Malgré le mauvais temps, toujours de belles images… Crédits Arianespace/ESA/CNES/CSG
Galileo inquiète. Parce que c’est tout de même un succès, malgré tous ces ennuis. Et parce que voyez vous, en face… Les autres ont du retard aussi. Les chinois déploient Beidou mais on ne sait pas non plus s’ils seront parés pour 2020. Et le signal ne sera peut-être pas aussi intéressant que celui de Galileo. Le GPS ? Il restera la référence. Enfin, peut-être: cela dépendra grandement du déploiement des futures unités de troisième génération, qui ont sur le papier une qualité de signal très légèrement supérieure à Galileo. Mais aujourd’hui, aucun n’est en orbite… Et comme pour le Glonass russe, les satellites GPS vieillissent: en moyenne, ils ont plus de 10 ans! Le système russe, je vous en parle parfois, est en sous-remplacement chronique… Chaque année la Russie devrait envoyer entre 3 et 4 unités de remplacement. Or cela fait longtemps que le pays n’en envoie qu’un ou deux, tenant ses satellites parés au sol, plutôt pour remplacer les unités trop vieilles que pour augmenter la constellation. Cela changera peut-être avec Glonass-K, une évolution attendue depuis 2011, puis 2015 dans ses différentes versions.

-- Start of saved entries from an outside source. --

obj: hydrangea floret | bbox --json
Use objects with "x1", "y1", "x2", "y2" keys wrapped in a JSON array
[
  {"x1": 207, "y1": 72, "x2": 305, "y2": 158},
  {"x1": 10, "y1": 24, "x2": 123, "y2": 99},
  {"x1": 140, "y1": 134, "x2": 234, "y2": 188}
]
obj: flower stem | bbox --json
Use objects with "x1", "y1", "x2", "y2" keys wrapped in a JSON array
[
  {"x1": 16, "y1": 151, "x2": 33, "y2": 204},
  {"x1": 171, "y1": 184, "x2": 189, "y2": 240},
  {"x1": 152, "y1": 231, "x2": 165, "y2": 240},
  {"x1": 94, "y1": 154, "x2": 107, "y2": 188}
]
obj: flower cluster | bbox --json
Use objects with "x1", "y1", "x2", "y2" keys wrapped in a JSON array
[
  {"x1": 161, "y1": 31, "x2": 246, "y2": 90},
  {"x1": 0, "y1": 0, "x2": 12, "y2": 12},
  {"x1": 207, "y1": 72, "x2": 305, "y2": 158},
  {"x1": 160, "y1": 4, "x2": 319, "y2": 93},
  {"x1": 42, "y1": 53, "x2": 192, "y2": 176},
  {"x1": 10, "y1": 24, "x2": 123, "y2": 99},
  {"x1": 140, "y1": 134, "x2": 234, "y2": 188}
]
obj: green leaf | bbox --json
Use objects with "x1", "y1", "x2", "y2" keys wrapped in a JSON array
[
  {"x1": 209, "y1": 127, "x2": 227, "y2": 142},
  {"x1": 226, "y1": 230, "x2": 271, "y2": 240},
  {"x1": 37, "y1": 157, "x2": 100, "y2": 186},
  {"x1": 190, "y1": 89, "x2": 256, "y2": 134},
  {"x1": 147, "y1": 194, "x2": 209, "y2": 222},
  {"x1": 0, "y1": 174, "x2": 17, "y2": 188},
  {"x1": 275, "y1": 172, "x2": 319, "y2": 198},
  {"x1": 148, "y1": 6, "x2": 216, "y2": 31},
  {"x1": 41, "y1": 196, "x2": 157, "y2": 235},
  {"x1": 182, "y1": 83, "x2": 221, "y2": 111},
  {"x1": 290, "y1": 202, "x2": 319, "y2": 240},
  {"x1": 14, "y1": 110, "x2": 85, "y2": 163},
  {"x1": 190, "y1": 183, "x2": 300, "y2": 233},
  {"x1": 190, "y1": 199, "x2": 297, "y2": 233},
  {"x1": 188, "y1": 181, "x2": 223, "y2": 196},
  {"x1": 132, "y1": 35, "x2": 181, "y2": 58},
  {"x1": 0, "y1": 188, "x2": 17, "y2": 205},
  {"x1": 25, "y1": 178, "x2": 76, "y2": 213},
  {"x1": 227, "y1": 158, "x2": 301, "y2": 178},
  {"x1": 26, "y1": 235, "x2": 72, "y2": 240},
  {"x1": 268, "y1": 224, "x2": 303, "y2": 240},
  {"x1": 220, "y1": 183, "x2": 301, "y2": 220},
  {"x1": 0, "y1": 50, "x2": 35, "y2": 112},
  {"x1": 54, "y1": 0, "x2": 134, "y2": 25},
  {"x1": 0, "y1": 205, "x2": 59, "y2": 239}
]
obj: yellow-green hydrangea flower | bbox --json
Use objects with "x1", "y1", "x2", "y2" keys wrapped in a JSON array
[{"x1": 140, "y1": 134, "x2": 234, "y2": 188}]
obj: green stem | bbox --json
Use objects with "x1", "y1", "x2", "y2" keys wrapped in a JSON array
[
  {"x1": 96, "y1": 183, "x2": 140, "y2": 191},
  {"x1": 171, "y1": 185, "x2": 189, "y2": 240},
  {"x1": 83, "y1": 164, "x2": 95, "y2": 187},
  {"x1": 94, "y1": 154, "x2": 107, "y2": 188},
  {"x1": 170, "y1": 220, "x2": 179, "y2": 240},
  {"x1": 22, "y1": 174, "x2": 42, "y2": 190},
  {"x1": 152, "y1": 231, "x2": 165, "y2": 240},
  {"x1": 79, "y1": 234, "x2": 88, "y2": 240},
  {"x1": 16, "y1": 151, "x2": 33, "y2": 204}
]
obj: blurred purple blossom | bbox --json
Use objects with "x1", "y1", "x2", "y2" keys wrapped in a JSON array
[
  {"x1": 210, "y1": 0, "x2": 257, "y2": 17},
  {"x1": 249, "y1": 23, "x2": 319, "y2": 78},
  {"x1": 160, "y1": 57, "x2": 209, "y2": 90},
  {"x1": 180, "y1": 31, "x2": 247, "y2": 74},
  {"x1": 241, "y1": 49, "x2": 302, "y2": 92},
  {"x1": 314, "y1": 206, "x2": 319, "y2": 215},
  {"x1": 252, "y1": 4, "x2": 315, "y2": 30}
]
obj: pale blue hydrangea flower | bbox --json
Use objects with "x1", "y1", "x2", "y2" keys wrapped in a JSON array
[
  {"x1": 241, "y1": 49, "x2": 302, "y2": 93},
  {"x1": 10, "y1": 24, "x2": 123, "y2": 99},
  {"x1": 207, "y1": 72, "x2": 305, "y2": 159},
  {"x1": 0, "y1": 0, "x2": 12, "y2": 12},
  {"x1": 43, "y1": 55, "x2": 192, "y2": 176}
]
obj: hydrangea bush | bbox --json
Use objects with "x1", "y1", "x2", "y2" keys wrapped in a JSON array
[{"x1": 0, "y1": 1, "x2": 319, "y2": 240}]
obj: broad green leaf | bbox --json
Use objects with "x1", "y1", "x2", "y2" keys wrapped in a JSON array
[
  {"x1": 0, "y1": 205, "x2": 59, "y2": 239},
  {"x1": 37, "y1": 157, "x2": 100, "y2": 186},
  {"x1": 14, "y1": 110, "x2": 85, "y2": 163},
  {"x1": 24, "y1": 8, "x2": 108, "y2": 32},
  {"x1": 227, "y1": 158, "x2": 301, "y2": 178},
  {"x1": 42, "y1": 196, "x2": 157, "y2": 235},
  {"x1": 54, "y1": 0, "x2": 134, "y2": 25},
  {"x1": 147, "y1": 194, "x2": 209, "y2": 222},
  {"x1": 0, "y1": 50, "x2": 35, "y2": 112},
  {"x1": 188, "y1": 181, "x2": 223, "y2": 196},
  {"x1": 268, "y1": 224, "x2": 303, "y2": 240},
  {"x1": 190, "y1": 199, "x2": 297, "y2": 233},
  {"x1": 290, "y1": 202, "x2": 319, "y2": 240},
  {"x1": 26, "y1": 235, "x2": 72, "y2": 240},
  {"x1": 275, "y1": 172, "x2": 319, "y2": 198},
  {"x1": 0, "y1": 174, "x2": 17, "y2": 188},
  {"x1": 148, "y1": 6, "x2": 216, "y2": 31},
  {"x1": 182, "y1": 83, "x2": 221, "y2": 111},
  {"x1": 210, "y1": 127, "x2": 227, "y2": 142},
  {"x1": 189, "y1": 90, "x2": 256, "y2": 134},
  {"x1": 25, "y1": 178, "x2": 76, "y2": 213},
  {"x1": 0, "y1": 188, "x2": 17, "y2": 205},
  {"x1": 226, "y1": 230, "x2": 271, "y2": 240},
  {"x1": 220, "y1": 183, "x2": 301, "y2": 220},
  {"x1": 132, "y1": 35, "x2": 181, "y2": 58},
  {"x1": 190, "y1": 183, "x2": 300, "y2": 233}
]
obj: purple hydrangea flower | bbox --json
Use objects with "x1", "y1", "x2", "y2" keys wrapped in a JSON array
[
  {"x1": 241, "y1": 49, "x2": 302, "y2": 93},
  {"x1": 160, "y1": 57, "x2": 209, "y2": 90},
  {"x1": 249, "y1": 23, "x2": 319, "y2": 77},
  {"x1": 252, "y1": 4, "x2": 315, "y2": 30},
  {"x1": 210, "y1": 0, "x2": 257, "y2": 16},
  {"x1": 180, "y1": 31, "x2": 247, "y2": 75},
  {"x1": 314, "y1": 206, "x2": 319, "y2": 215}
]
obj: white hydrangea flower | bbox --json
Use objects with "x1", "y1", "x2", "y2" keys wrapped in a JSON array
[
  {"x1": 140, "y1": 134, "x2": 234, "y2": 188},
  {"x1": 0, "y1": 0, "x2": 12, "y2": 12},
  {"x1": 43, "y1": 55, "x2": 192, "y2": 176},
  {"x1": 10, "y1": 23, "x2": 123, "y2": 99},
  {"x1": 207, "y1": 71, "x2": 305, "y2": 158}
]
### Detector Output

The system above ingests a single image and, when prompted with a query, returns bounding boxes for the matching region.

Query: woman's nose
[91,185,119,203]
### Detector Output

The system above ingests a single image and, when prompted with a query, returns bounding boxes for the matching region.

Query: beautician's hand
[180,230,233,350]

Galileo sur Ariane 5… A l’année prochaine!
Crédits ESA/CNES/CSG/P. Piron
Vous l’aurez compris, l’Europe a beaucoup investi. Des satellites en constellation. Des lancements par Ariane 5. Et malgré tout, aujourd’hui… Ca paie! Même si au final, c’est le client qui décide. Et là encore, il y a de bons signes: les nouveaux smartphones les plus avancés du moment disposent de puces qui intègrent déjà le positionnement par Galileo en supplément des autres signaux. Un beau succès… à confirmer!